Mit Martin Laimer, dem Tycoon eines Elektrokonzerns, eher in der Welt anzutreffen als zu Hause, verband Milena eine sachliche Beziehung; vielleicht konnte man zu so einem Berserker der Tüchtigkeit und Übervater gar kein herzliches Verhältnis haben. Auch zu ihrer vor zwei Jahren verstorbenen Mutter hatte Milena keine besonders enge Bindung unterhalten, was sie sich bereits zu ihren Lebzeiten manchmal vorgeworfen hatte: Und jetzt stellte sie fest, auch ihre fünfzehnjährige Tochter schien sich genauso zu entwickeln.
»Ihr werdet also Weihnachten nicht zusammen sein?«
»Kaum.«
»Willst du nicht die Festtage bei uns in Düsseldorf verbringen?« fragte die Gastgeberin.

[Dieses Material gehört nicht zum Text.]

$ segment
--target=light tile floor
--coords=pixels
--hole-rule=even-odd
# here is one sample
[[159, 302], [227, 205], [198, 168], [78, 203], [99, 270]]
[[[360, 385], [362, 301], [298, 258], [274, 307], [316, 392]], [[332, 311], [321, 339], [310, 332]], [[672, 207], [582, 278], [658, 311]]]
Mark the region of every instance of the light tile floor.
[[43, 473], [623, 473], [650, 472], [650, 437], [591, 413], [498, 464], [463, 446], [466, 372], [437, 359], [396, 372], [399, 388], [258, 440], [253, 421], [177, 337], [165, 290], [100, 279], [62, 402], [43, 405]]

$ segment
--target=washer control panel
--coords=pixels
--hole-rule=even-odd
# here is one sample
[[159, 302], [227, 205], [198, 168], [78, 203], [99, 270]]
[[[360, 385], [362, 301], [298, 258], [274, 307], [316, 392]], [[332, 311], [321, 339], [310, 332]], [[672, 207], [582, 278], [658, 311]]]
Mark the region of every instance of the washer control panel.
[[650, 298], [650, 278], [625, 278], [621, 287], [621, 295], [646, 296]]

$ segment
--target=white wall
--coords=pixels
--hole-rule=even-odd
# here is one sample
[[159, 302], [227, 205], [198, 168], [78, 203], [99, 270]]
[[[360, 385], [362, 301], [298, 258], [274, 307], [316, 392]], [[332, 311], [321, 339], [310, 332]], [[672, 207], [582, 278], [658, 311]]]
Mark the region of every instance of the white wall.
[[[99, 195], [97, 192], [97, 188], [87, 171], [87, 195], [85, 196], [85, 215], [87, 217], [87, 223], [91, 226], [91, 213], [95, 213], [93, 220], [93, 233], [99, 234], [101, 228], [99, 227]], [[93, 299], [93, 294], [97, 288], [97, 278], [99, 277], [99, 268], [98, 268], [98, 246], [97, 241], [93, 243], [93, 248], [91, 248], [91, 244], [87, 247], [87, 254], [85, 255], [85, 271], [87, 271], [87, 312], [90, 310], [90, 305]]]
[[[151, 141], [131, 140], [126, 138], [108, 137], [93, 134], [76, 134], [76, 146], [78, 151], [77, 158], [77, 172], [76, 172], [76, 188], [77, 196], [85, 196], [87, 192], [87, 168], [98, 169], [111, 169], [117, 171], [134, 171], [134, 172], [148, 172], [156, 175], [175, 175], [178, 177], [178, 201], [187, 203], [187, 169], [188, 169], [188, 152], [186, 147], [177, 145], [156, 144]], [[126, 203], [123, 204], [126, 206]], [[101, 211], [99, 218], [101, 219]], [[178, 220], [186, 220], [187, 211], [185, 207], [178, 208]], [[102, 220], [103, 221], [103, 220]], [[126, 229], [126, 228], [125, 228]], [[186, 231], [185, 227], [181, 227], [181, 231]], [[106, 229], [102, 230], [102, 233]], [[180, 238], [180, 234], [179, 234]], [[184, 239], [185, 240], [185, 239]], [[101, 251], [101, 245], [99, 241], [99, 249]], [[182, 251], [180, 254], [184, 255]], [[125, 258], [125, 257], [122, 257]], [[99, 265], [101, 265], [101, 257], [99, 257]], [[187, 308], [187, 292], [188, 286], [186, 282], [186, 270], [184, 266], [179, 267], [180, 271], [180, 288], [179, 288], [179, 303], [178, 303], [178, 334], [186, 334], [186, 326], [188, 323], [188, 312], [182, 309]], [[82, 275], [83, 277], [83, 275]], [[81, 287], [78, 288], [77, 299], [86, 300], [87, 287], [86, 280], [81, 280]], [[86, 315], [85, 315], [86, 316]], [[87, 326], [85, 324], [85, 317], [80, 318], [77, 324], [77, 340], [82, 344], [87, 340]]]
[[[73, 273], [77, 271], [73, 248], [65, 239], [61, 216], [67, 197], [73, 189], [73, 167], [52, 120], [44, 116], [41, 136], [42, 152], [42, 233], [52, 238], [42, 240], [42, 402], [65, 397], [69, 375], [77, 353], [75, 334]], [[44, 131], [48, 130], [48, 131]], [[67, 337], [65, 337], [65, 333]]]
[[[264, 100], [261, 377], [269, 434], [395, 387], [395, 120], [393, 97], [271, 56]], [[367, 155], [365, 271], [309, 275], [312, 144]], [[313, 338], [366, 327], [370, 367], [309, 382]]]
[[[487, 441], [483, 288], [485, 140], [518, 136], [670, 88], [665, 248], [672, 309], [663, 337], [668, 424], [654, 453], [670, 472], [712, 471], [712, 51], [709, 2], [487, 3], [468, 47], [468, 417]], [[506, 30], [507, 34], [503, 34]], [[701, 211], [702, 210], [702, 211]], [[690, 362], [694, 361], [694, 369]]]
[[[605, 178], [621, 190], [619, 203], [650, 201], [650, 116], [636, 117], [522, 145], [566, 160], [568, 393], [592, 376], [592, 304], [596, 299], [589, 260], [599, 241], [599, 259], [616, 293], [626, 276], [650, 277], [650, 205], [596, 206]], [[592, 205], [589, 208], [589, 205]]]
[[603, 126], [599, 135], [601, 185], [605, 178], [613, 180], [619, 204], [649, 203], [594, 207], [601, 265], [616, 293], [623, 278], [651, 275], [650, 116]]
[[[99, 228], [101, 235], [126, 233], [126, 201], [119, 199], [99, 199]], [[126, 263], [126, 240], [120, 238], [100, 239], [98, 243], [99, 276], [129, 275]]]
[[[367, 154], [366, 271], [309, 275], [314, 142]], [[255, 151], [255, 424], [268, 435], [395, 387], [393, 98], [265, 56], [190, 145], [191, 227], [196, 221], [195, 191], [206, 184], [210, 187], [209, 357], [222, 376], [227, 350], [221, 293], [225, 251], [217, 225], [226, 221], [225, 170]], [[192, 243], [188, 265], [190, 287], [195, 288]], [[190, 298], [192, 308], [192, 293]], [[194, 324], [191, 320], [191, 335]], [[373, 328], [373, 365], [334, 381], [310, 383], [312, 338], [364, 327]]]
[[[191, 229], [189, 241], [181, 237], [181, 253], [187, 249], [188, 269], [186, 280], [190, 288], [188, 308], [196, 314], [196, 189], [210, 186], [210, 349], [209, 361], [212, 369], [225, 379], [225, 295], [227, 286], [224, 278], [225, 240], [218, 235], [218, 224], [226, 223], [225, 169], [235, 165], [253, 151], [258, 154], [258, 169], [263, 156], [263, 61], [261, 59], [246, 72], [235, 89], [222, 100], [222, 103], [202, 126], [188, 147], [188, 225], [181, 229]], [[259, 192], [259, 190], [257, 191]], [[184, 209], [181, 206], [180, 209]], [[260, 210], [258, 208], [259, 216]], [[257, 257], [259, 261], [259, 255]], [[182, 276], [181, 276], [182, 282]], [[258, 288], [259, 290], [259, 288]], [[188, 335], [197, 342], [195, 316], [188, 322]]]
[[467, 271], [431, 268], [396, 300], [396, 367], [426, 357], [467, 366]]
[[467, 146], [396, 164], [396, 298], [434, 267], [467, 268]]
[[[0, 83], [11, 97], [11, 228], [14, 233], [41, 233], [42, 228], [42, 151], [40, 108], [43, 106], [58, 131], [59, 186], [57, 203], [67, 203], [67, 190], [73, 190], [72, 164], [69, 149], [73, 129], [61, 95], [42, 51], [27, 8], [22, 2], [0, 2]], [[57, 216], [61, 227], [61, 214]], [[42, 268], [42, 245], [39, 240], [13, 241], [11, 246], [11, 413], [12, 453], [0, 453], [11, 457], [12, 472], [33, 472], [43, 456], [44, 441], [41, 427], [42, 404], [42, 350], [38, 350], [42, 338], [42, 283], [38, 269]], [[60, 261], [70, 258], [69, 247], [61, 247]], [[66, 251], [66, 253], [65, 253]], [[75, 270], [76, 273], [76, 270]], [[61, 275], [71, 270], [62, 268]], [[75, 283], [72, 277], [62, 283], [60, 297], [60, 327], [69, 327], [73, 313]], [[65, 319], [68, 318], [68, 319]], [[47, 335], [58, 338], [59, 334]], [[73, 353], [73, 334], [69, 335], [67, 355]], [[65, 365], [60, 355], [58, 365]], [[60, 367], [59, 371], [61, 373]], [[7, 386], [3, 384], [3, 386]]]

»Nein, Milena, vielen Dank. Ich werde bei meinem Anwalt in Frankfurt die Scheidung einreichen — ich fürchte, das muß über das US-Generalkonsulat gehen, da wir beide ja Papier-Amerikaner sind — und dann nach Wien weiterfliegen.«
»Ich weiß ja nicht, was vorgefallen ist«, erwiderte die Freundin, »aber du wirst schon nicht zu voreilig sein, Lulu.«
»Diesmal ist der Bruch irreparabel«, entgegnete Lulu zornig. »Ich hab’ Cecil gründlich satt. Ich bin am Ende.«
»Aber er ist wirklich ein gefragter Autor —«
»Schreiben kann er, das stimmt«, räumte Lulu ein. »Das ist aber auch alles.« Sie steigerte sich in den Zorn hinein. »Ich mag eine alte Kokotte sein, wie er mir schon vorgeworfen hat, aber er ist ein Schwein — und Schweine müssen bluten. Und das heißt blechen in seinem Fall.« Sie bemerkte Milenas angewiderten Gesichtsausdruck. »Sei nicht so zimperlich. Einmal muß es heraus, sonst ersticke ich noch daran. Die Welt ist nicht so heil, wie du dir einbildest — du hast ja keine Ahnung vom Leben, Milena«, setzte die Blondine angriffslustig hinzu. »Ich kann ihn wirklich nicht mehr ausstehen. Alle drei, vier Monate eine neue Affäre, eine schlimmer als die andere.« Ihr Gesicht war gerötet. »Und kostspieliger; Cecil ruiniert sich noch total, nur um den späten Casanova zu spielen.«
»So schlimm ist es doch wohl nicht«, schränkte die Frau am Steuer ein. »Vielleicht nur eine gewisse Image-Pflege.«
»Schön wär’s — nimm seine letzte, diese abgetakelte Operetten-Soubrette, vier Jahre älter als ich, eine richtige Sacharin-Göschen. Versteh’ mich, Milena. Sicher wäre es nicht angenehmer, wenn er hinter jungen Mädchen herlaufen würde, aber wenigstens natürlicher. Männer sind nun mal so; aber diese gottverdammten alten Schicksen, mit denen er sich herumtreibt und denen er Altäre baut, machen ihn nur lächerlich. Und Lächerlichkeit tötet. Jungen Frauen geht Cecil geflissentlich aus dem Weg«, setzte sie hinzu. »Warum wohl?«
Die brünette Fahrerin schüttelte den Kopf.
»Ich kann’s dir sagen: Entweder kommt sein Schmäh bei den Jüngeren nicht an — oder er hat Angst, sich bei ihnen zu blamieren.«
»Mein Gott«, erwiderte die Freundin, »du solltest Cecil gekannt haben. Du bist doch schon zum zweiten Mal mit ihm verheiratet —«
»Und zum letzten Mal«, versetzte Lulu voller Ingrimm. »Damals, als ich mich von ihm noch mal überreden ließ, war ich gerade ziemlich parterre und auch noch jünger und vital genug, seine ständigen Eskapaden durchzustehen — und dann die Trümmer seiner Hausaltäre beiseite zu räumen. Aus. Vorbei. Mir geht es jetzt nur noch darum, daß er büßen muß, was er mir angetan hat.«
»Ich bedaure das sehr«, erwiderte Milena. »Ich finde es schrecklich und hoffe, daß das letzte Wort noch nicht gesprochen ist.«
Die Frau am Steuer war froh, als sie zur prächtigen Golfanlage von Vale do Lobo einbog und die Ankunft das unangenehme Gespräch beendete. Die Parkplätze waren dicht besetzt, aber sie hatte sich telefonisch eine Startzeit reservieren lassen. Milena wurde mit großer Aufmerksamkeit behandelt; diesmal galt die Reverenz nicht ihrem gesellschaftlichen Rang, sondern ihrem Status als vorjährige Clubmeisterin. Sie hatte ein einstelliges Handikap, das auch noch in der unteren Hälfte, und das zählte unter Golfern mehr als die wirtschaftliche Potenz ihres Vaters.